Anisotropy in the cosmic acceleration inferred from supernovae
Mohamed Rameez
TL;DR
This work reevaluates the evidence for cosmic acceleration by analyzing large Type Ia SN catalogs within a tilted-Universe framework, arguing that local bulk flows and relativistic effects can mimic acceleration. Using a maximum-likelihood approach, it finds a strong, directionally dependent signal in the deceleration parameter $q$, aligned near the CMB dipole and extending to $z\lesssim0.1$, while highlighting how standard SN Ia corrections and the Cosmic Rest Frame assumptions can artificially induce or erase such anisotropies. The authors critique SN standardisation procedures and peculiar-velocity corrections, suggesting that the CP-based ΛCDM model may be premature and that data processing choices strongly influence inferred acceleration.
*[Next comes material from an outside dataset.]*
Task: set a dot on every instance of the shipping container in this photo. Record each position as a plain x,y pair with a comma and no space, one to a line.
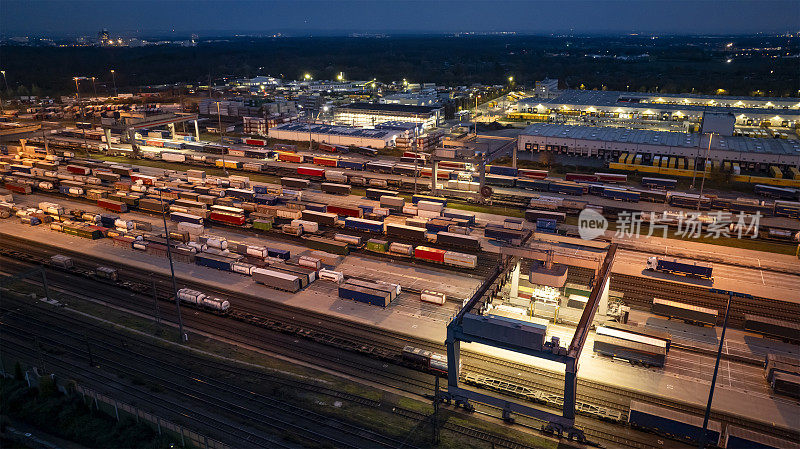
672,424
686,312
276,279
They advocate CRF-free, blinded analyses and foresee Rubin-LSST as a crucial test, potentially enabling a >5σ detection of a scale-dependent dipolar modulation in the local expansion rate. The work thus emphasizes the need to model local inhomogeneities and relativistic effects before attributing observations to dark energy, with significant implications for cosmology’s standard paradigm.
Abstract
Under the assumption that they are standard(isable) candles, the lightcurves of Type Ia supernovae have been analyzed in the framework of the standard Friedmann-Lemaître-Robertson-Walker cosmology to conclude that the expansion rate of the Universe is accelerating due to dark energy. While the original claims in the late 1990s were made using overlapping samples of less than 100 supernovae in total, catalogues of nearly 2000 supernovae are now available. In light of recent developments such as the cosmic dipole anomaly and the larger than expected bulk flow in the local Universe (which does not converge to the Cosmic Rest Frame), we analyze the newer datasets using a Maximum Likelihood Estimator and find that the acceleration of the expansion rate of the Universe is unequivocally anisotropic. The associated debate in the literature highlights the artifices of using supernovae as standardisable candles, while also providing deeper insights into a consistent relativistic view of peculiar motions as departures from the Hubble expansion of the Universe. The effects of our being `tilted observers' embedded in a deep bulk flow may have been mistaken for cosmic acceleration.